In determining the amount of a compensatory damages award, we are guided
by the principle that a compensatory damages award is limited to the sums
necessary to compensate complainant for the actual harm caused by the
agency's discriminatory action and attempt to affix a reasonable dollar
value to compensate him for that portion of his emotional distress that
was caused by the discrimination. EEOC Notice No. N915.002 at 13.
There are no definitive rules governing the amount of nonpecuniary damages
to be awarded. However, nonpecuniary damages must be limited to the sums
necessary to compensate the injured party for actual harm, even where
the harm is intangible, see Carter v. Duncan - Higgins, Ltd., 727 F.2d
1225 (D.C. Cir. 1984), and should take into account the severity of the
harm and the length of time that the injured party has suffered the harm.
Carpenter v. Department of Agriculture, EEOC Appeal No. 01945652 (July 17,
1995); EEOC Notice No. N915.002 at 14. The Commission notes that for a
proper award of nonpecuniary damages, the amount of the award should not
be "monstrously excessive" standing alone, should not be the product of
passion or prejudice, and should be consistent with the amount awarded
in similar cases, see Cygnar v.
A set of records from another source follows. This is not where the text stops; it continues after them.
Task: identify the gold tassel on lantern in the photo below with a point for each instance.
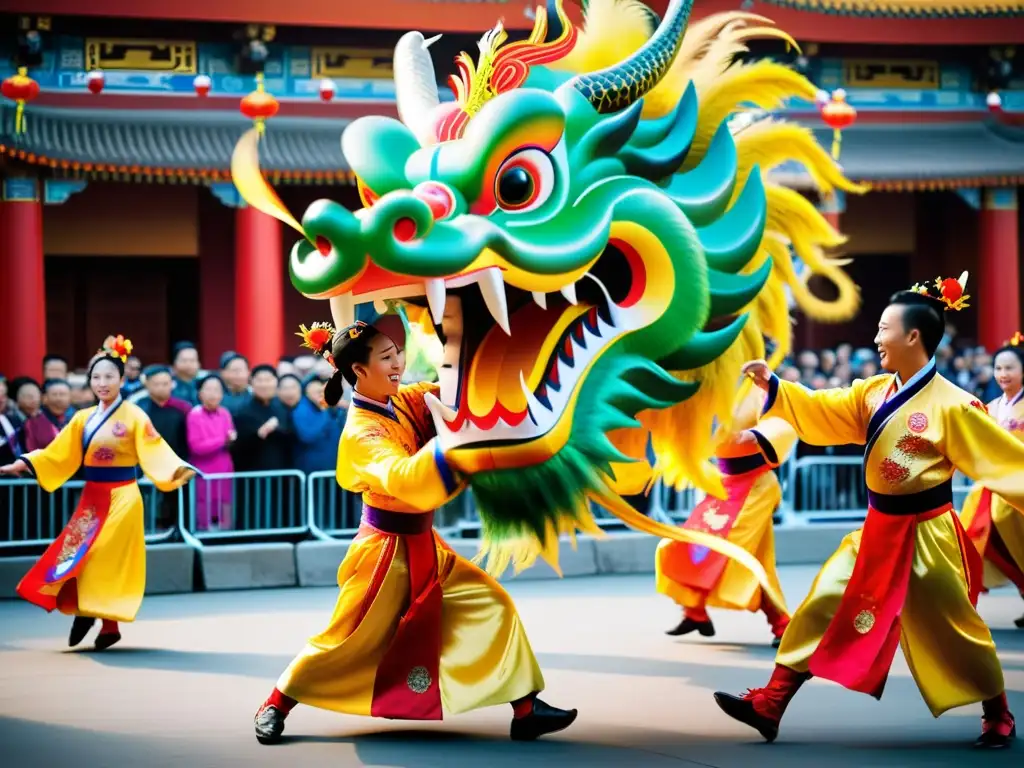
(20, 89)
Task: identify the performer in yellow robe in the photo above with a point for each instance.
(96, 567)
(994, 526)
(909, 577)
(695, 578)
(418, 631)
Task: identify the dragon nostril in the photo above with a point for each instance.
(404, 229)
(437, 197)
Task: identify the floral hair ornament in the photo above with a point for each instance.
(117, 346)
(318, 338)
(949, 291)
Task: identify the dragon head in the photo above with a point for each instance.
(572, 270)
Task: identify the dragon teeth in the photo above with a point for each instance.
(436, 295)
(569, 293)
(493, 290)
(440, 413)
(343, 310)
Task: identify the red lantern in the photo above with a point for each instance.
(95, 81)
(20, 89)
(202, 84)
(327, 89)
(838, 115)
(258, 105)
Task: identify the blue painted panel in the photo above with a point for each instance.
(287, 75)
(19, 189)
(57, 190)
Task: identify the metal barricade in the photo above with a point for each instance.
(246, 505)
(334, 513)
(824, 488)
(33, 517)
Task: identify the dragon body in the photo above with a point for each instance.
(595, 246)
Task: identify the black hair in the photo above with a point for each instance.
(347, 352)
(209, 377)
(157, 369)
(1019, 351)
(263, 368)
(925, 314)
(15, 385)
(116, 361)
(229, 356)
(179, 347)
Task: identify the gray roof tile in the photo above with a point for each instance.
(202, 140)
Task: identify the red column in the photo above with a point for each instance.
(996, 293)
(259, 300)
(23, 293)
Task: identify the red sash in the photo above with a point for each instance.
(408, 684)
(982, 522)
(698, 567)
(858, 647)
(66, 557)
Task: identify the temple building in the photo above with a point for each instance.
(118, 213)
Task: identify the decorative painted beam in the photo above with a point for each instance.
(57, 190)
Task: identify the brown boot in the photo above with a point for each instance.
(762, 709)
(997, 726)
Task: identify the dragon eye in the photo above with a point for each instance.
(524, 181)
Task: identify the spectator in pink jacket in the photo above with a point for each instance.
(210, 432)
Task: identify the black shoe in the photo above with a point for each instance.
(707, 629)
(79, 629)
(269, 725)
(742, 710)
(991, 739)
(105, 640)
(544, 719)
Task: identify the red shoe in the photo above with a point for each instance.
(744, 709)
(997, 726)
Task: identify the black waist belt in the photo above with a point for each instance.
(397, 523)
(912, 504)
(740, 464)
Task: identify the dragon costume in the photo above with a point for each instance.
(596, 244)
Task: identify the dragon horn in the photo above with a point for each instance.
(619, 86)
(416, 83)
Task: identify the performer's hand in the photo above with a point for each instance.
(18, 467)
(759, 373)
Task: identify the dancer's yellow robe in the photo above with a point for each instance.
(96, 566)
(693, 577)
(456, 643)
(909, 576)
(985, 513)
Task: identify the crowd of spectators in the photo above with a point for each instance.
(235, 418)
(229, 419)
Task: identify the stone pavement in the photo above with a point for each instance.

City of Chicago, 865 F.2d 827, 848 (7th
Cir. 1989); EEOC v. AIC Security Investigations, Ltd., 823 F. Supp. 571,
574 (N.D. Ill. 1993).
In the instant matter, complainant has failed to show that the
discriminatory action of the agency caused or in any significant way
contributed to his damages claim for emotional harm and any loss of
consortium. The claim of emotional harm will be seriously undermined
if the onset of symptoms of emotional harm preceded the discrimination.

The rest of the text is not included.